Confieso que te he sido infiel. Me
he dejado deslumbrar por Londres, por la interracialidad de sus calles, por la
música ensordecedora de su tráfico, por la espesura sus parques. En los últimos
meses, he impersonado un idioma que no me pertenece, he trastabillado en
sílabas impronunciables y he olvidado tus nombres, el sabor de tus frases
escritas. Después de mucho tiempo, retomo la pluma para decirte que el inglés
es mi amigo, no mi amante, que jamás podría renunciar a lo que siento más mío.
Pero sí: he tenido que fatigar expresiones foráneas para darme cuenta de lo
mucho que me gustas. No creo que haya nada de malo en esta amistad de la que te
hablo (una amistad, antes bien al contrario, enriquecedora), pero una sola es
la lengua que silba en mi boca.

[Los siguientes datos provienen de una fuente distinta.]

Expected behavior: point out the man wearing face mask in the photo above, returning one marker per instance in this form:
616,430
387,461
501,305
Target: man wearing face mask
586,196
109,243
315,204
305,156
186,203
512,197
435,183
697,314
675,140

Con cariño, con ilusión, con determinación, vuelvo
a ti, ¡castellano mío!, para firmar con sangre nuestra alianza literaria,
vital. La sensualidad de tus ritmos, la riqueza de tus voces, el calor de tus
frases son la piel que visto, el aliento que me habita por dentro. A tu lado,
he reído y he llorado, he usado tus expresiones más viles y he expresado los
pensamientos más elevados. Amo cada uno de tus matices, tu humor cambiante, la ambigüedad
deliciosa de tu decir emocionante, familiar, infinito. Gracias por ser mío y por
ser tuyo; gracias por darme el mundo y hacerme imposible llegar a él; gracias
por significar para mí lo que ninguno de tus diccionarios puede registrar.